My sincerest thanks for all the feedback you're...uh...feeding...me. It's wonderful and is really helping to motivate the production.
Also here's a tip for testing.

Step 1 make the map with no enemies.
Step 2 no matter where the map is in the game, like map 32... have a quick warp for testing purposes to the map.
Step 3 play test the map see if everything works and see if you can make it through from start to finish.
Step 4 automatically level up your entire party from the start to the quick warp to where you feel their level should be in 'map 32'
Step 5 make all the best equipment for map 32 and equip your party and make the best equipment 0 GP
Step 6 make monsters
Step 7 flood map with monsters
Step 8 play test with the best equipment against the monsters
Step 9 if something feels boring, dull or useless (like a healer that has no one to heal) give them something useful and teak everything.
Step 10 Make the gold value of all the equipment based on what you have the monsters at and how much gold you ended up having by the end of 'map 32'
Step 11 play test from start of the game to map 32 without the quick warp or quick level up.

Basically the quick warp and the 0 GP best armor will save you so much time. I used to not use that method and like grind through each of my games over and over again. Wasting days of time each time.

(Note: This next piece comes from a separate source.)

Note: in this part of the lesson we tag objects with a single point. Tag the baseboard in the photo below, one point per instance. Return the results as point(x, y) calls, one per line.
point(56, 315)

And yes you should use the random generator and detail it. Make a little puzzle or switch here and there. More people need to do that, because there are so many straight forward terrible dungeons out there or dungeons broken up like zelda screens.
The testing is a wonderful idea for tweaking my combat system, one of the three things I need to improve.

However, is the Zelda-style exploration necessarily a bad thing?
I have a massive sort of walled in province that encompasses a large city, several small farming and fishing villages, a university, 3 towers, and a few small forests. I had intended to make this specific area be explored in the Zelda-esque room-style to give it a sense of scale and allow me more room to toy with the events that will transpire there.

In other words, what I'd like to know is if I'm wasting my time with ambition, or is this a project that could add flair to the game?
Zelda works for Zelda (and Final Fantasy Adventure) when the combat enemies are on screen. I don't think it works for a traditional random encounter RPG. Plus a lot of Zelda types just have 1 exit per side of the screen instead of making the whole side of the screen be the exit.
author=ShortStar
Zelda works for Zelda (and Final Fantasy Adventure) when the combat enemies are on screen. I don't think it works for a traditional random encounter RPG. Plus a lot of Zelda types just have 1 exit per side of the screen instead of making the whole side of the screen be the exit.


Enemies would actually be on screen in that area, however it being a walled in province, enemies would be limited to the events tied in with the events in the area and the forests, along with a couple of weaker foes on the roads to make for some fodder. In any case, the province is lined with roads leading to each location, with some exceptions leading up to the forests. Of course, any extreme openness can be fixed with fences.